Lawyers from the Institute for Justice, representing Kendra Espinoza, Jeri Anderson and Jaime Schaefer, argue in a complaint filed this week that the rules violate the moms’ constitutional rights to freedom of religion and equal opportunity.

“The rule also violates both the state and federal Constitutions because it allows scholarship recipients to attend any private school except religious ones,” Erica Smith, an attorney with the institute, said in a press release. “That’s discrimination against religion.”

The complaint comes as the Treasure State implements a new school choice law passed earlier this year. Its attack on prohibitions to the use of scholarships at religious schools echoes recent appeals to the U.S. Supreme Court by religious schools and their supporters — cases in which the institute is also involved.

Montana’s program offers corporate and individual donors a tax credit worth up to $150 for donations to scholarship organizations. The program is capped at $3 million in tax credits per year.

The state Department of Revenue finalized rules for the tax credit scholarship program earlier this week, that make religious private schools ineligible to accept the scholarships. The department claims allowing parents to use the scholarships at religious schools would violate of the state constitution.

During public comments back in November, the Department repeatedly told school choice supporters criticizing the proposed rules that it had the power to “require the exclusion of such direct or indirect monetary benefits as targeted tax credits.”

Mike Kadas, Director of MT Department of Revenue

Mike Kadas, Director of Montana Department of Revenue.
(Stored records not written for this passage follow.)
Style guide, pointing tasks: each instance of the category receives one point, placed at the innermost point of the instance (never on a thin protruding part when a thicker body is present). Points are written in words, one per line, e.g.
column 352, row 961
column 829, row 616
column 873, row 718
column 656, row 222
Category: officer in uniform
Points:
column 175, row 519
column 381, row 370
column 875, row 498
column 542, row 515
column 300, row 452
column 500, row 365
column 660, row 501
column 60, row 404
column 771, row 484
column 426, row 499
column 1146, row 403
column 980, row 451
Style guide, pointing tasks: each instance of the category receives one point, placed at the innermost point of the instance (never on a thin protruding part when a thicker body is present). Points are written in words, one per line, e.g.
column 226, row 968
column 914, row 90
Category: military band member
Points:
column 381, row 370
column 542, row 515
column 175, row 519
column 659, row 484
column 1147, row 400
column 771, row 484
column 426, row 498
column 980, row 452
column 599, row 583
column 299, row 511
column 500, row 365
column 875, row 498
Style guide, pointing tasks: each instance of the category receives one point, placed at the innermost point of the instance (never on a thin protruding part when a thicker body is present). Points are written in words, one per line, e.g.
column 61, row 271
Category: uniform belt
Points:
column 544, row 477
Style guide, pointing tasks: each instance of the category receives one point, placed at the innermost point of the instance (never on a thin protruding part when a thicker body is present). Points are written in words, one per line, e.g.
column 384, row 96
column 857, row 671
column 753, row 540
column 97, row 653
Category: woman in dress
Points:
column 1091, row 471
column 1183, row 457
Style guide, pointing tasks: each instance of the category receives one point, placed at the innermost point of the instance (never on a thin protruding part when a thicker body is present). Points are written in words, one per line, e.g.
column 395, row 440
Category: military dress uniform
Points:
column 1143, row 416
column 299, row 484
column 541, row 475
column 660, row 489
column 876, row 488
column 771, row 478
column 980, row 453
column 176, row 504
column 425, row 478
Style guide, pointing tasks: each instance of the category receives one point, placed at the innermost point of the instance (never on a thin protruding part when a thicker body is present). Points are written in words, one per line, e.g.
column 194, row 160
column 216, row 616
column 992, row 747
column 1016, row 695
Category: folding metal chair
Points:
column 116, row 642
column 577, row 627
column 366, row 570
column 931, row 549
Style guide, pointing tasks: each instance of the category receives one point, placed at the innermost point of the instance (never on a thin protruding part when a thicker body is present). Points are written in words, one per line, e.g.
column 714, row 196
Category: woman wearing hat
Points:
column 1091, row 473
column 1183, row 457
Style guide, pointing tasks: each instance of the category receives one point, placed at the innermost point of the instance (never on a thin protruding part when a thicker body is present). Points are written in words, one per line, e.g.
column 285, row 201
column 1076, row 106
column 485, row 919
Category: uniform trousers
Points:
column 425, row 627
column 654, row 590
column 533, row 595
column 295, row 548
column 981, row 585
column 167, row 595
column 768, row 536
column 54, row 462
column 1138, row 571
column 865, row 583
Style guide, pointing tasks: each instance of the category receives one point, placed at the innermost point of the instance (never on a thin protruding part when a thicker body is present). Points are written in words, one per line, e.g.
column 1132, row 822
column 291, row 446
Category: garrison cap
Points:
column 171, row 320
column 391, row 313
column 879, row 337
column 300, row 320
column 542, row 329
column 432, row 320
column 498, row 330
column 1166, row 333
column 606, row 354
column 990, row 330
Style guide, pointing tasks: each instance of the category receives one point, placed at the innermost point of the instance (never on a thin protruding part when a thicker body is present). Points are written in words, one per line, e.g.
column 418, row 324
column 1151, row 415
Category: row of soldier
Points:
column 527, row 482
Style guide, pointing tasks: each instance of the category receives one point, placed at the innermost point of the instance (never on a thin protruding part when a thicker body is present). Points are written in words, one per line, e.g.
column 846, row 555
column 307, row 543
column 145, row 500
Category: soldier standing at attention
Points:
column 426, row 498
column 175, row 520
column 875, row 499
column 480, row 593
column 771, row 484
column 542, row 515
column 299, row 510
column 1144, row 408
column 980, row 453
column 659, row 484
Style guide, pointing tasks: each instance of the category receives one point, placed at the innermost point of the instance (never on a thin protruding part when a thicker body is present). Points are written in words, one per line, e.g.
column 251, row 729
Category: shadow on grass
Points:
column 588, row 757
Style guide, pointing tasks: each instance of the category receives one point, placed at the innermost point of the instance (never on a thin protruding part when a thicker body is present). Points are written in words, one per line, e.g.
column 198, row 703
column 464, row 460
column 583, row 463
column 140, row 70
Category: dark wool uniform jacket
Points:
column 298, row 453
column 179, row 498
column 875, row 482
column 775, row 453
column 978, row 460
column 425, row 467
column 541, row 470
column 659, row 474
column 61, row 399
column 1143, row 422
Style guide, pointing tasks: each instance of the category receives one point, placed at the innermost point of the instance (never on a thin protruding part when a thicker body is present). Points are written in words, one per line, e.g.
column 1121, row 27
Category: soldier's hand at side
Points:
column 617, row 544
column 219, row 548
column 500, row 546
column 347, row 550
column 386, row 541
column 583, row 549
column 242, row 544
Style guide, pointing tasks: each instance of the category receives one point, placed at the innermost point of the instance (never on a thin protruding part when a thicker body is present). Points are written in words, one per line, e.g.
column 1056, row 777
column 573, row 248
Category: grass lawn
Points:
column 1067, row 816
Source: MTDOR

The so-called Blaine Amendment in Montana’s constitution does prohibit “direct or indirect appropriations” to religious organizations, but no court has ever ruled that a tax deduction, tax exemption or even a tax credit is an actual appropriation.

Critics, including Llew Jones (R-Conrad), the primary sponsor of the bill creating the program, charge the department’s interpretation oversteps its constitutional authority.

The state Attorney General’s office seems to agree. In a November 17th letter, Solicitor General Dale Schowengerdt wrote to department director Mike Kadas that a tax credit under the law was not a direct or indirect appropriation by the state to a religious entity. The letter further contends the “Montana Constitution did not authorize or require the wholesale exclusion of private schools.”

In a landmark 2011 ruling, the U.S. Supreme Court ruled in Arizona Tuition Organization v. Winn, that plaintiffs suing the state’s tax credit program lacked standing because tax credits were not an appropriation by the government. A more recent, Montana-specific case, MEA-MFT v. McCulloch, also determined tax credits were not appropriations.

Of the 28 other corporate tax credits and 25 individual tax credits offered by Montana, the school choice tax credit might be the only one specifically prohibiting religious institutions from participating. In fact, the College Contribution Tax Credit offers donors a $500 tax credit for contributions to public and private college endowments, and the Department of Revenue has no rules prohibiting tax credits for donations to one of three private religious colleges in the state.

Smith, the Institute for Justice attorney, believes the department has not shown why one program is constitutional but the other is not. “The state legislature wanted to give parents choices” said Smith in an interview. “Now the state’s Department of Revenue wants to take those choices away.”